The proposed method is implemented on NVIDIA TESLA P100, Kaggle's free GPU. The training approximately takes 700 s. This implementation time is quite less in comparison with many other state-of-the-art methods, as we have used pre-trained models in the proposed work.

As mentioned in Section 3.3, apart from testing on open-source databases, we have cross-tested the proposed algorithm on six local COVID-19 CXR images, which are privately collected. The proposed algorithm has predicted these images with a $100\%$ Acc value. This cross-testing proves the robustness of the proposed algorithm on diverse datasets. The proposed algorithm has produced quite promising results in terms of Acc and Sen measures, which are two very crucial performance measures in a balanced-classification problem. Lack of data due to the novel nature of coronavirus, may require us to retrain the model. Our experience with the other open-source images and privately obtained images look promising, but the real picture will emerge when more data will be available.

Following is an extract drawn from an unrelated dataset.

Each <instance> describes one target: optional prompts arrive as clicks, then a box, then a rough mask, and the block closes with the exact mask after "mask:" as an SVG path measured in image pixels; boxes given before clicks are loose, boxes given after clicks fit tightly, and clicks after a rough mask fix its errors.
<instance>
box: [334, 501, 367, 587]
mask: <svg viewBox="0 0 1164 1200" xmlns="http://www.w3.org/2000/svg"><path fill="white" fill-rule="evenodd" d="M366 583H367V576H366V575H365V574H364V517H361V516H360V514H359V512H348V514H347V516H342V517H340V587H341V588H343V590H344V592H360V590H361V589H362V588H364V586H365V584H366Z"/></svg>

5 Conclusion and future work

This work proposes a highly sensitive COVID-19 detection algorithm using chest X-ray images. The classification of images is done in three (plus one) ways, NORMAL versus ABNORMAL, PNEUMONIA versus COVID-19 and NORMAL versus PNEUMONIA versus COVID-19 (and NORMAL versus COVID-19). The CXR images are analysed to enhance COVID-specific bilateral GGOs. This helps in the handcrafting of two more feature-boosted image sets from the original set. These sets bring diversity to the base models in ensemble learning. The meta model learns from the predictions of base models and combines them. With the limited data, the proposed method has fused the advantages of deep learning and unsupervised learning to produce quite promising prediction results on the test images, especially in terms of minimum false negatives, i.e high Sen.

In the future, we would combine other modalities along with chest X-rays to ensure a more robust COVID-19 detection algorithm. Also, we intend to do a much detailed handcrafted feature-based image analysis to extract some more COVID-19 specific features.